Foreign institutional investors, or FIIs, the main drivers of Indian equities, have seen the value of their India portfolio drop three-fourths, or about $190 billion, this year, a tumultuous one for markets worldwide. FII holdings dropped to below $60 billion this week, from around $244 billion in January.

More than their sale of stocks, the erosion in the value of FII investments has contributed to the decline, worsened by a 20% drop in the value of the rupee against the dollar this year.

The mark-to-market value of FII investments in the Bombay Stock Exchange’s top 500 companies by market capitalization, in the BSE-500 index, had slumped to around $138 billion by end-June and further down to about $82 billion around end-September.

Mark-to-market is the accounting practice of valuing one’s portfolio in accordance with the current market value and not the cost at which the stocks are bought. FII investment in Indian stocks outside the BSE-500 is negligible.

The BSE-500 accounts for roughly 93% of the total market capitalization of India’s equity markets.

A Mint analysis of FII holdings in domestic equity markets indicates that these investors have suffered a value erosion of at least 30% in their India portfolio during October, as the BSE-500 index slumped more than 25% and the rupee lost 5.75% during this month.

While net selling by FIIs amounted to just about $12 billion worth of Indian equities, or some 7% of their total holding, in the BSE-500 between January and September, the 57% drop in the BSE-500 index and more than 20% loss in the exchange value of the local currency saw their portfolio shrink by more than 75% on a mark-to-market basis.

FIIs had pumped about $67 billion net into Indian equities between 1993 and 2007.

Boosted by the strong inflows, the Sensex, which was at the 2,500 levels around end-1993, multiplied more than eight times to 20,200 levels by end-2007.

The benchmark index, however, dropped about 50% since January, as portfolio flows reversed against the backdrop of a global credit crisis.

The local currency, which was widely expected early this year to appreciate against the US dollar, riding on continued portfolio inflows and a favourable economic climate, also made a U-turn, dropping to an all-time low on Thursday.

Most large FIIs restrict their investments to large and mid-cap stocks. Investment in small-cap stocks or those outside the BSE-500 stock basket is almost negligible, as they account for only about 7% of the market capitalization of India’s stock universe.
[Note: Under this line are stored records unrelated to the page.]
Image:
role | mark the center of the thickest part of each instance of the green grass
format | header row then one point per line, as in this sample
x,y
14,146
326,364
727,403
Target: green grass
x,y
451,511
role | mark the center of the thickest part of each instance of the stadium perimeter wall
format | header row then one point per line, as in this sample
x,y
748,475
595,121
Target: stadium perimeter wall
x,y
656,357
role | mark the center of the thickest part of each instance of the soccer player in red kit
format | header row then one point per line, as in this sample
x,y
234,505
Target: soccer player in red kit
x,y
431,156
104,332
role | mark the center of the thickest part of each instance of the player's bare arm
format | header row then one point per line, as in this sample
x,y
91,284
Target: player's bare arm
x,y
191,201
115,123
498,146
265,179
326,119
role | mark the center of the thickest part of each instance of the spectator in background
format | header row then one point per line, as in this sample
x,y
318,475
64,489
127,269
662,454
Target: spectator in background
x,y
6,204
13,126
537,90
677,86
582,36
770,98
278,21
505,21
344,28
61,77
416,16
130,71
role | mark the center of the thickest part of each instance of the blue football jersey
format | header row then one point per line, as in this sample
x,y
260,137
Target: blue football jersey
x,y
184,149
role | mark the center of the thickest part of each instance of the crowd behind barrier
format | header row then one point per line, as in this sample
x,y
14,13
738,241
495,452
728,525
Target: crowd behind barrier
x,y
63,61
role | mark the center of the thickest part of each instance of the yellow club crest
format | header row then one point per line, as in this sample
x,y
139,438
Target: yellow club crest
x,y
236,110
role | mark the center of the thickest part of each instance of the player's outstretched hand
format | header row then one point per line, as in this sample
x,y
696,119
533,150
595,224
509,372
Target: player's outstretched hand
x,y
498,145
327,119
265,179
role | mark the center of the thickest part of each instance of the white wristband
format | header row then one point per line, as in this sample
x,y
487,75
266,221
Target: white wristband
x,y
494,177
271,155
To woo FII inflows and to contain capital outflows from Indian stocks, the Securities and Exchange Board of India, or Sebi, lifted year-old curbs on participatory notes, or PNs, which are contracts issued by FIIs to offshore clients.

PN contracts entitle the holder to reap returns proportional to that of the stock or index it is pinned to, in the local market. Sebi’s move, however, has not curbed portfolio outflows and most client brokers in India say FIIs will continue to cash out of local equities at least till this year-end.

According to a 22 October research report by Edelweiss Capital, the single most valuable chunk collectively owned by FIIs in India is Reliance Industries Ltd, India’s largest firm by market capital. On the other hand, FIIs hold the highest percentage of free-float, or shares available for trading in the bourses, in Educomp Solutions Ltd—about 80%.